Uluslararası danışmanlık şirketi Boston Consulting’in yaptığı bir hesaplamaya göre 2035 yılında otonom araç sektörünün büyüklüğünün 77 milyar dolara ulaşması bekleniyor. Kendi teknolojisine sahip firmaların bu pazarda çok büyük kârlara ulaşacağı da belirtiliyor. Bu yüzden bu teknolojiye sahip olmanın en kolay ve hızlı yolu satın almaktan geçiyor.
Sürücüsüz otomobiller konusundaki anlaşmalar iki kategoriye ayrılıyor. Büyük teknoloji devleri kurulu tedarikçileri almak için milyar dolarlar harcarken, otomobil üreticileri ve tedarikçiler ise erken aşamadaki startup şirketlerini alma yolunu tercih ediyor. Yani büyük şirketler şu an için daha büyük oynuyor ve bu pazarı kimseye kaptırmamak için uğraşıyor gibi. Otomobil üreticileri ise Silikon Vadisi’ndeki küçük girişimleri bünyesine katarak ilerleme yolunu seçmiş durumda. Sonuç olarak şu çok net, gelecekte otomotiv sektörünü otonom araçlar ve bu konuda başarılı olan şirketler şekillendirecek. Halen ‘Milli otomobil’in tartışıldığı Türkiye’de de bence bu konuda çalışmalar yapılıp, devlet tarafından desteklenmeli. Çünkü yeni başlayan bir yarışta başarı şansımız daha yüksek olacaktır. O yüzden bırakalım vergi artışını, hurda teşvikini bir an önce sektör olarak bu konuda neler yapabileceğimize veya nasıl bir destek alabileceğimize kafa yoralım.

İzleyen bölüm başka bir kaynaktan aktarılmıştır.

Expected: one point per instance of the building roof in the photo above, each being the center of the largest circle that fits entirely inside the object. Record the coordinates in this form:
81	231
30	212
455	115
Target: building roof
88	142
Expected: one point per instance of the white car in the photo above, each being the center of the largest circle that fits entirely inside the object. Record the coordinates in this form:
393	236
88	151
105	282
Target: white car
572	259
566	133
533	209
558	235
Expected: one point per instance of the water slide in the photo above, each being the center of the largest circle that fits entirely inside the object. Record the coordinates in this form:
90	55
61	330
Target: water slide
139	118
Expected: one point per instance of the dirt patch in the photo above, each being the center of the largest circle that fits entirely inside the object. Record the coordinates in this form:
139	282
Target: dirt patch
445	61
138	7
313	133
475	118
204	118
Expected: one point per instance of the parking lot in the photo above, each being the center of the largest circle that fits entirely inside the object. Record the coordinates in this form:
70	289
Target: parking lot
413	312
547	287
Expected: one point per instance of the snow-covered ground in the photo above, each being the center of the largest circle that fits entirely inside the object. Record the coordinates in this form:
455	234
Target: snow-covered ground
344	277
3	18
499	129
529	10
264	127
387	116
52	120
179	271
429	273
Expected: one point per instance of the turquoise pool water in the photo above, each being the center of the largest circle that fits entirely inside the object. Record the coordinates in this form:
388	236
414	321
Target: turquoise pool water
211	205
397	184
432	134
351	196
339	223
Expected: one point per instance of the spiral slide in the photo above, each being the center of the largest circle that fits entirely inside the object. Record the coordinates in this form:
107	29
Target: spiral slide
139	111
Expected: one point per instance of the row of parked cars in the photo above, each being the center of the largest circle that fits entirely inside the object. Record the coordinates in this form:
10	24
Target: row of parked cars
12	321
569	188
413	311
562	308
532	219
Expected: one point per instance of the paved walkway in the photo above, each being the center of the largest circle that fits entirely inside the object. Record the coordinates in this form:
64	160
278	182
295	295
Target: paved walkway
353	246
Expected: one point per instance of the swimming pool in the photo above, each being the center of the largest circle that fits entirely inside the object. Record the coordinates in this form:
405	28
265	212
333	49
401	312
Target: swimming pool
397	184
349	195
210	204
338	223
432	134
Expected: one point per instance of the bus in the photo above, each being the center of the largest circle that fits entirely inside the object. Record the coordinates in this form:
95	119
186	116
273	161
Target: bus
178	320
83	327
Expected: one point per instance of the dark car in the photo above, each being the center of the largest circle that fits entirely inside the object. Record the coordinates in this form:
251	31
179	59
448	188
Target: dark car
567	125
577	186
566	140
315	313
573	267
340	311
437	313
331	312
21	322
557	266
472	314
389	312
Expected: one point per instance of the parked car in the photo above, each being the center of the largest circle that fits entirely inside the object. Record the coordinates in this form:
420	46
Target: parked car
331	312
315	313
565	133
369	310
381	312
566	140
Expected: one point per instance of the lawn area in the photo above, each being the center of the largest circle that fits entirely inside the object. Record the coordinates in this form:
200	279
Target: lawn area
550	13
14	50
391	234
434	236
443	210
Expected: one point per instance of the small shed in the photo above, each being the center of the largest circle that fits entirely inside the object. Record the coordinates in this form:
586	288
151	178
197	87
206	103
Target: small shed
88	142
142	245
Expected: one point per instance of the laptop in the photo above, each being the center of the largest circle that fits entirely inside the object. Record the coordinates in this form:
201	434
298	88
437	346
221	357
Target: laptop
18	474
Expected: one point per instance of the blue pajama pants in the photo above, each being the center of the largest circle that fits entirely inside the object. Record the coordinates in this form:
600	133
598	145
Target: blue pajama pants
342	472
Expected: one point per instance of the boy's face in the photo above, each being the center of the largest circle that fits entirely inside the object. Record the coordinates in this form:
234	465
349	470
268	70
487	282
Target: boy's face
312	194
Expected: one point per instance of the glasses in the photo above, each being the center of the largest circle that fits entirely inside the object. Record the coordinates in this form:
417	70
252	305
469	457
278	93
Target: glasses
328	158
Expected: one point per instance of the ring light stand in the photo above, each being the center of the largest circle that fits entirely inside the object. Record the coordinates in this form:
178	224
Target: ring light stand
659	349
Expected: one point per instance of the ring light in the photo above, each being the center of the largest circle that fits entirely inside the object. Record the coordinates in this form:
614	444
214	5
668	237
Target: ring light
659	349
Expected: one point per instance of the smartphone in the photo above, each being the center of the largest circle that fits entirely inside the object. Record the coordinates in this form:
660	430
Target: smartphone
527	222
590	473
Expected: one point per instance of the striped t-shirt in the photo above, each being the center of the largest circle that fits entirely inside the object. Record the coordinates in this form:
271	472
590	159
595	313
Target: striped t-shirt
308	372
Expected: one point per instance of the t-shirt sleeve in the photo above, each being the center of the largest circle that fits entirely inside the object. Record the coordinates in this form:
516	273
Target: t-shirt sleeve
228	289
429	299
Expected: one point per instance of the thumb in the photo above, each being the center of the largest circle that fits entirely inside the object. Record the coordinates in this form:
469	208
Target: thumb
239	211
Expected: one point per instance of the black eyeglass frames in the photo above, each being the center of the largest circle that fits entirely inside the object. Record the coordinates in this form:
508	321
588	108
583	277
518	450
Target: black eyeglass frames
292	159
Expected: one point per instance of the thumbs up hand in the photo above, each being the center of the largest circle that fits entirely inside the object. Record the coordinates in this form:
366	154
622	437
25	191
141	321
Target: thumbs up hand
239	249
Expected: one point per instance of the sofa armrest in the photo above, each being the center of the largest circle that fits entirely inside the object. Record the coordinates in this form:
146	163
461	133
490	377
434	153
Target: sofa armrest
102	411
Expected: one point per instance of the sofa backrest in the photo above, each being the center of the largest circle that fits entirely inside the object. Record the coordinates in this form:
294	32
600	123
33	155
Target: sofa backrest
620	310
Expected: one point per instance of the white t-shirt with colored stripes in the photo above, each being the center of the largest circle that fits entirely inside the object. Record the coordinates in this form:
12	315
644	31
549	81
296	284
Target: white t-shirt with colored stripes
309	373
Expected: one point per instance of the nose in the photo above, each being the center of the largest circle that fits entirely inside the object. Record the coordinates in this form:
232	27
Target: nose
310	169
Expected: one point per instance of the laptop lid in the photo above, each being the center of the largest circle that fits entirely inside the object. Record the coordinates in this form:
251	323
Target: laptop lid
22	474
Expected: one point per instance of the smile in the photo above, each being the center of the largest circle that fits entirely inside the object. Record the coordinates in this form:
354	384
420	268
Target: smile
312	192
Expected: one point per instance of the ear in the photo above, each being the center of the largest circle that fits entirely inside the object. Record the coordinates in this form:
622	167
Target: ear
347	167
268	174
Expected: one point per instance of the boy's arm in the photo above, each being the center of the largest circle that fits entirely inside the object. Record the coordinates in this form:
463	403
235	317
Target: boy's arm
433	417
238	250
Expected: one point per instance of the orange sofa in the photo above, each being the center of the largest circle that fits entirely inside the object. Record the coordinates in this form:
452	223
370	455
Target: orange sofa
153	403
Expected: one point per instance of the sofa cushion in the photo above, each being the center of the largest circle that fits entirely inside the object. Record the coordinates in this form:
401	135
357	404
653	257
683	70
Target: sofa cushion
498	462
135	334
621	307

HOLLYWOOD’UN ENDİŞESİ DE AYNI
23 Ekim’de ‘Ya sürücüsüz otoları korsanlar kaçırırsa!’ başlığıyla bir yazı yazmıştım. Hatırlamayanlar için o günlerde bilgisayar korsanları evimizde internete bağlı ne cihaz varsa ona ulaşmayı başarmış, bu durum dünya çapında büyük ses getirmişti. Ben de buzdolabına bile sızan siber korsanların otomobile saldırmamasını beklemenin gülünç olacağını belirterek şunları dile getirmiştim; “Benim asıl merak ettiğim otonom yani sürücüsüz araçların hayatımıza tam anlamıyla girdikten sonra ne olacağı? Çünkü internet ve teknoloji kullanımı bu araçlarda en üst seviyeye çıkacak. Hatta önümüzdeki dönemde sürücüsüz otomobillerde kullanılacak 5G gibi bağlantılar siber korsanlar için bulunmaz fırsat yaratacak. Düşünün araç kendi kendine giderken siz arkada uyuyorsunuz, korsanlar araca sızıp sizi istediği yere istediği şekilde götürebilir.”
İşte benzer endişeleri duymuş olmalılar ki şu an gösterimdeki ‘Hızlı ve Öfkeli’ filminde bu konuya geniş bir şekilde yer vermişler. Filmde bir siber korsanı canlandıran Charlize Theron, New York’ta internete bağlı araçları ele geçirerek, kendi kendine giden araçlardan bir ordu yaratıyor. Bu araçlar sürü halinde uzaktan kumandayla ilerlerken, binaların tepelerinden caddelere filan uçuyorlar. Yani aslında Hollywood’un ve dolayısıyla ABD’nin de benzer endişeleri taşıdığı, bu sebeple bunu uyarı olarak algılamak gerektiğini düşünüyorum.